A creditor promising to extend the time of payment until a certain day, would not expect or ask his debtor to make a formal express promise in consideration of such extension, to pay his debt on that day, and not before that day; nor would the debtor, relying on such promise of extension, be very apt to make any such formal express promise; but if the promise of extension on the part of the creditor were held valid, such a promise on the part of the debtor would necessarily be implied. It would be implied from his acceptance of and reliance on the promise of the creditor. No court would ever hold the promise on the part of the creditor valid and binding without holding that there was a corresponding obligation on the part of the debtor to pay at the time fixed by the promise of extension, and not to pay before; that is, in the language of the defendant's answer, to keep the money until the day fixed by the promise of extension. Hence the cases before cited necessarily assume, that the agreement, or mutual agreements, specially set up in the defendant's answer would be nudum pactum and void, and would not have been a defence if proved; for these cases must have been decided on the assumption, if the promise on the part of the creditor to extend the time of payment was valid, or should be held valid, that there was or would be a corresponding valid obligation or promise on the part of the debtor not only to pay at the time fixed by the agreement of extension, but also not to pay before. These cases then, in effect, decide, if a creditor whose debt is due, in consideration of the payment of a part of it, and of a promise on the part of his debtor to pay the balance on a certain future day, and not before, promises to extend the time of payment of such balance until that day, that such promise is without consideration and void.
In this case, the defendants paid no part of the debt. The sole alleged consideration of the plaintiff's promise to extend the time of payment of the whole debt, until the 1st of April, 1857, was a promise, on the part of the defendants, to *Page 192 pay the debt with interest on that day, and not before that day.
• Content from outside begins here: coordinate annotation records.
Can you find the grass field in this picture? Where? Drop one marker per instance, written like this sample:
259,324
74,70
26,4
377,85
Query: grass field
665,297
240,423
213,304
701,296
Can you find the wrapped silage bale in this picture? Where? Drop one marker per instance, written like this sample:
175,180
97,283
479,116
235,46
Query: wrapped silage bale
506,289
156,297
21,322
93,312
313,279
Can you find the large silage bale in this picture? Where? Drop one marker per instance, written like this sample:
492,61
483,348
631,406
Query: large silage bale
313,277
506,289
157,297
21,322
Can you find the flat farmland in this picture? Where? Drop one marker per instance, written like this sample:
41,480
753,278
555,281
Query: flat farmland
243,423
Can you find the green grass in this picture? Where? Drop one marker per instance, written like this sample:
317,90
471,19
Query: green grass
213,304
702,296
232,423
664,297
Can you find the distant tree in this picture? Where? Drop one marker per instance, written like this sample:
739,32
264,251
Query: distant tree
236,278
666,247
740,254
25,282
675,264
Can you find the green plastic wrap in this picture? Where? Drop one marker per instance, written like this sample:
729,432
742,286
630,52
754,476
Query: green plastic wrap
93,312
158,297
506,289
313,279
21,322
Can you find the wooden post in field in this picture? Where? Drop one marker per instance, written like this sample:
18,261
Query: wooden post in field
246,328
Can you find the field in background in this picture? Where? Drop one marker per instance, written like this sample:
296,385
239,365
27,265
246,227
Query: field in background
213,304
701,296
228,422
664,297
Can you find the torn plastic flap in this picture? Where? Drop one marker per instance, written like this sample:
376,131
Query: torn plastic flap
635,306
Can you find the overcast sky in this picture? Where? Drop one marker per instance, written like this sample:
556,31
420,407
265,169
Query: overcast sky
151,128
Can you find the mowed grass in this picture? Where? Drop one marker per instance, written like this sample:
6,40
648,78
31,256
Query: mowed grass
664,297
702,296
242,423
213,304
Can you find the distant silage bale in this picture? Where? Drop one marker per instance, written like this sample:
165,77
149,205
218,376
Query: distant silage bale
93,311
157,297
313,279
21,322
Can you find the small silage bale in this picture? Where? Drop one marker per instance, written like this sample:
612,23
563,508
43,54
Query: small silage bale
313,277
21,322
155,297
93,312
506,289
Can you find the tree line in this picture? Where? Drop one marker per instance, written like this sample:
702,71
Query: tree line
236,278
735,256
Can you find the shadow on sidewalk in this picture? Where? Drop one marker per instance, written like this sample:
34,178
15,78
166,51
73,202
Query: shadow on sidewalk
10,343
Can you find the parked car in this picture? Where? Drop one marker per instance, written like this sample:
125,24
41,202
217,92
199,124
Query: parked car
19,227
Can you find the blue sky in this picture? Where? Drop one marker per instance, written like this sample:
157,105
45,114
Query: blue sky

The promise on the part of the defendants is not stated in the answer, in these precise words, but is substantially this.
But upon principle, and without reference to cases, the counsel for the appellants concedes, that their promise to pay interest was no consideration for Covil to delay payment, because, if Covil had delayed payment without such promise, he would have been entitled to such interest; but he insists that their promise not to pay the principal until the 1st of April, and then to pay it, was a sufficient consideration for the promise of delay on the part of Covil, because it deprived them of the right to pay the money at any time, and secured to Covil the right to compel the defendants to keep the money until the 1st of April. This, I think, is fanciful. The appellants were to pay only legal interest for the use of the money. The rate of interest, or value of the use of money, being fixed by law, the law cannot hold the delay of payment to be either a disadvantage to the debtor, or an advantage to the creditor; the one paying, and the other receiving the legal rate of interest for the use of the money only. The law cannot hold it to be a disadvantage to a man, to agree to keep the money of another for a time certain, for the use of which he is only to pay the rate of interest fixed by the law.
My conclusion is, that the judgment of the Supreme Court should be affirmed, with costs.
WRIGHT, GOULD ALLEN and SMITH, Js., concurred.